Kreisau ist ein Ort, der den Widerstand gegen Nationalismus und Rechtlosigkeit, den Dialog über Trennungen hinweg sowie die Sehnsucht nach einem freien, demokratischen und geeinten Europa symbolisiert. Es ist kein Zufall, dass sich die beiden Politiker entschlossen haben, gerade hier ein klares Zeichen zu setzen: Dass sie nach Jahrzehnten der Feindschaft, in einer Zeit entscheidender Veränderungen in Mitteleuropa, trotz vieler Unterschiede und Widrigkeiten, gemeinsam eine wertebasierte, partnerschaftliche und freundschaftliche Nachbarschaft aufbauen wollen; dass sie das bilaterale deutsch-polnische Verhältnis im europäischen Kontext verorten; dass laut ihrer Überzeugung die Qualität der europäischen Integration und der Zusammenarbeit zwischen den beiden Teilen des bisher geteilten Europas von der Qualität des deutsch-polnischen Dialogs abhängt.

Der Vertrag und die Internationale Jugendbegegnungsstätte in Kreisau

Der Vertrag besitzt für unsere Stiftung eine besondere Relevanz. Auf seiner Grundlage wurde das Deutsch-Polnische Jugendwerk gegründet, das zur Entwicklung der Internationalen Jugendbegegnungsstätte in Kreisau – eines der größten Zentren seiner Art in Europa – beigetragen hat.
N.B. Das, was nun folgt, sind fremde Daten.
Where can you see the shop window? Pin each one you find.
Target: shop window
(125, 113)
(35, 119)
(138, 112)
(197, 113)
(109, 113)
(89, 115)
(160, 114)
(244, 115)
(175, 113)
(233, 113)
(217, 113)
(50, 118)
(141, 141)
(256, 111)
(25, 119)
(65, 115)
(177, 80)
In den letzten 30 Jahren wurden dort tausende von Bildungsprojekten mit zehntausenden von jungen Europäer*innen, hauptsächlich Deutschen und Pol*innen, erfolgreich durchgeführt.

In Kreisau, aber auch in Oświęcim und an vielen anderen Orten, die Jugendbegegnungen organisieren, fangen junge Menschen an, das jeweilige Nachbarland ohne Vorurteile und Stereotypen wahrzunehmen, sie entdecken die bisher unbekannte Geschichte und Kultur der Nachbarn, lernen Dialog, Solidarität, Respekt vor der Vielfalt. Bei vielen Deutschen und Pol*innen, die sich für den Aufbau guter bilateraler Beziehungen im vereinten Europa engagieren, erwachte das Interesse am Nachbarland während deutsch-polnischer Jugendbegegnungen; mitunter entwickelt sich dieses Interesse dann zu einer lebenslangen Leidenschaft. Diesen Menschen ist es auch zu verdanken, dass der "Fatalismus der Feindschaft" (Stanisław Stomma), der die deutsch-polnischen Beziehungen in der Vergangenheit bestimmte, unsere gemeinsame, gute Zukunft immer weniger gefährdet.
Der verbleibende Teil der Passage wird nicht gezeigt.